Eskom does not have to comply with air emission standards
Several companies, including Eskom, have been granted a reprieve from complying with minimum emission standards in terms of air quality laws, Environmental Affairs Minister Edna Molewa announced on Tuesday.
Eskom and several other companies applied for temporary exemption from meeting deadlines to cut emissions in terms of the National Environmental Management Air Quality Act.
“We received 37 applications from a range of facilities, namely Eskom, Sasol, Anglo American Platinum, PPC, and a number of refiners,” Molewa said.
“Of these we have processed 35 applications and are still awaiting additional documentation from two applicants.”
In terms of the new law, companies could apply for postponements for their plants to meet current air quality standards by April 1, 2015, and stricter standards for “new plants” by April 1, 2020.
Eskom applied for postponements for 16 of its power plants to meet standards in terms of three pollutants — particulate matter (PM), sulphur dioxide (SO2), and oxides of nitrogen (NOx).

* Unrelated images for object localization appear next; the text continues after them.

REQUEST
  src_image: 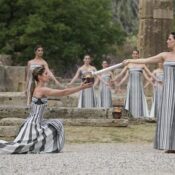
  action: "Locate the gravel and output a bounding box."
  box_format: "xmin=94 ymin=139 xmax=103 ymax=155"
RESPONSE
xmin=0 ymin=143 xmax=175 ymax=175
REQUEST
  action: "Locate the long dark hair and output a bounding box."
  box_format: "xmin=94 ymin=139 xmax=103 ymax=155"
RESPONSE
xmin=28 ymin=66 xmax=45 ymax=100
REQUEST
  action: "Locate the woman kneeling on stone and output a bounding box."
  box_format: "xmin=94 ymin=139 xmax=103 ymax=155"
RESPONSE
xmin=0 ymin=66 xmax=92 ymax=154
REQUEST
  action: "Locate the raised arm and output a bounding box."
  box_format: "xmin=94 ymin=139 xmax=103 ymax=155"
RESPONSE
xmin=39 ymin=83 xmax=92 ymax=97
xmin=123 ymin=52 xmax=165 ymax=65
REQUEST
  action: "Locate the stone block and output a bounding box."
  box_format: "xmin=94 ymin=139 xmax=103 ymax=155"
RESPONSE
xmin=0 ymin=126 xmax=19 ymax=137
xmin=0 ymin=118 xmax=25 ymax=126
xmin=4 ymin=66 xmax=26 ymax=91
xmin=0 ymin=106 xmax=113 ymax=119
xmin=64 ymin=118 xmax=129 ymax=127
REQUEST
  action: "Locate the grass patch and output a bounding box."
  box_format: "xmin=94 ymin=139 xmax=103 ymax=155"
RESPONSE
xmin=65 ymin=123 xmax=156 ymax=144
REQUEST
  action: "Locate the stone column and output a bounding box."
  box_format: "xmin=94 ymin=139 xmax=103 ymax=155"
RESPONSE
xmin=138 ymin=0 xmax=173 ymax=59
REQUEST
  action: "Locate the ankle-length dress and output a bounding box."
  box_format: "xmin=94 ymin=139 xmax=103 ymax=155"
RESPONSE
xmin=98 ymin=73 xmax=112 ymax=108
xmin=154 ymin=61 xmax=175 ymax=150
xmin=149 ymin=72 xmax=164 ymax=118
xmin=0 ymin=97 xmax=64 ymax=154
xmin=125 ymin=68 xmax=149 ymax=118
xmin=78 ymin=70 xmax=96 ymax=108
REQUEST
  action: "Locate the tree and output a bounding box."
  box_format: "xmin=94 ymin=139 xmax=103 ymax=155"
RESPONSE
xmin=0 ymin=0 xmax=125 ymax=76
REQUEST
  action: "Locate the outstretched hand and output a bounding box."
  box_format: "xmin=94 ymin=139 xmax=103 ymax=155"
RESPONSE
xmin=80 ymin=82 xmax=93 ymax=89
xmin=122 ymin=59 xmax=131 ymax=65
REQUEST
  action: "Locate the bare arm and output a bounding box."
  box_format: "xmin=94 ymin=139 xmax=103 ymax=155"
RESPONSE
xmin=44 ymin=63 xmax=62 ymax=88
xmin=25 ymin=61 xmax=31 ymax=91
xmin=143 ymin=70 xmax=153 ymax=86
xmin=116 ymin=70 xmax=129 ymax=86
xmin=113 ymin=66 xmax=128 ymax=81
xmin=144 ymin=65 xmax=163 ymax=83
xmin=143 ymin=65 xmax=157 ymax=81
xmin=93 ymin=76 xmax=100 ymax=87
xmin=123 ymin=53 xmax=165 ymax=65
xmin=68 ymin=68 xmax=81 ymax=86
xmin=38 ymin=83 xmax=92 ymax=97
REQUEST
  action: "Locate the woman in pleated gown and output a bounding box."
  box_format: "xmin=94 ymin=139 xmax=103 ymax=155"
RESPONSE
xmin=68 ymin=55 xmax=97 ymax=108
xmin=26 ymin=45 xmax=62 ymax=106
xmin=0 ymin=66 xmax=92 ymax=154
xmin=123 ymin=32 xmax=175 ymax=153
xmin=113 ymin=50 xmax=157 ymax=118
xmin=94 ymin=60 xmax=113 ymax=108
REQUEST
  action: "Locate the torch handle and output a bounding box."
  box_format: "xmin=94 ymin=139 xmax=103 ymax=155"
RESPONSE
xmin=92 ymin=63 xmax=124 ymax=76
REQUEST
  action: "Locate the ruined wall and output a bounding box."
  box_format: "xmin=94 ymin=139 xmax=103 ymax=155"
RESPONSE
xmin=138 ymin=0 xmax=174 ymax=58
xmin=0 ymin=66 xmax=26 ymax=92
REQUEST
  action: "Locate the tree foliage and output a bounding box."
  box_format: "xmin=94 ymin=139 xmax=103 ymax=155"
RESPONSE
xmin=0 ymin=0 xmax=125 ymax=75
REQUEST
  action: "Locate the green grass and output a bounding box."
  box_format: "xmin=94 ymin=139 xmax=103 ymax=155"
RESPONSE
xmin=65 ymin=123 xmax=156 ymax=144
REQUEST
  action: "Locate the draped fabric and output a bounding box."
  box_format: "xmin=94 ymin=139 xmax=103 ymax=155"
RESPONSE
xmin=154 ymin=61 xmax=175 ymax=150
xmin=0 ymin=97 xmax=64 ymax=154
xmin=125 ymin=68 xmax=149 ymax=118
xmin=98 ymin=73 xmax=112 ymax=108
xmin=78 ymin=70 xmax=96 ymax=108
xmin=149 ymin=72 xmax=164 ymax=118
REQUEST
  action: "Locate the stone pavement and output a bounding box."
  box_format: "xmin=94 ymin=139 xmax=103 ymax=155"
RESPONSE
xmin=0 ymin=143 xmax=175 ymax=175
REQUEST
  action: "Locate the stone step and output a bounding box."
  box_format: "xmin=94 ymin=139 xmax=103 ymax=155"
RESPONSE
xmin=0 ymin=118 xmax=128 ymax=138
xmin=0 ymin=118 xmax=128 ymax=127
xmin=0 ymin=92 xmax=153 ymax=108
xmin=64 ymin=118 xmax=128 ymax=127
xmin=0 ymin=126 xmax=19 ymax=137
xmin=0 ymin=107 xmax=114 ymax=119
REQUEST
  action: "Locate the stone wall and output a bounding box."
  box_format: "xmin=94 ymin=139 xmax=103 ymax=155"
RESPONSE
xmin=0 ymin=66 xmax=26 ymax=92
xmin=0 ymin=54 xmax=12 ymax=65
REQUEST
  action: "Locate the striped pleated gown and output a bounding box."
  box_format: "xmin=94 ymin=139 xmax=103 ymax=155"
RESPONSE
xmin=154 ymin=61 xmax=175 ymax=150
xmin=0 ymin=97 xmax=64 ymax=154
xmin=98 ymin=73 xmax=112 ymax=108
xmin=78 ymin=70 xmax=96 ymax=108
xmin=149 ymin=72 xmax=164 ymax=118
xmin=125 ymin=68 xmax=149 ymax=118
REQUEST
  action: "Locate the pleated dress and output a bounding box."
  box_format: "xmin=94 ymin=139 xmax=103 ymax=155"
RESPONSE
xmin=98 ymin=73 xmax=112 ymax=108
xmin=78 ymin=70 xmax=96 ymax=108
xmin=0 ymin=97 xmax=64 ymax=154
xmin=149 ymin=72 xmax=164 ymax=118
xmin=154 ymin=61 xmax=175 ymax=150
xmin=125 ymin=68 xmax=149 ymax=118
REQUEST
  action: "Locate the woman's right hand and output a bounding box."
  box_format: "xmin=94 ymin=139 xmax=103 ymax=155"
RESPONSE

“For PM all were declined for 2020, but in some of the plants — in three — we granted for 2015 only for PM,” said national air quality officer Thuli Mdluli.
“For SO2 they were operating in compliance — all of them — for the 2015 standards so we granted for 2020 for sulphur dioxide.”
While some Eskom plants were operating in compliance with the 2020 standards for NOx emissions, other non-compliant plants were granted a reprieve between 2020 and 2025.
“Some of the stations are still in the process of putting in [place] low NOx burners so they were granted [postponements] from 2015 to 2020,” said Mdluli.
The postponements were granted to allow companies to procure technology and retrofit their plants to lower the emissions of the three pollutants.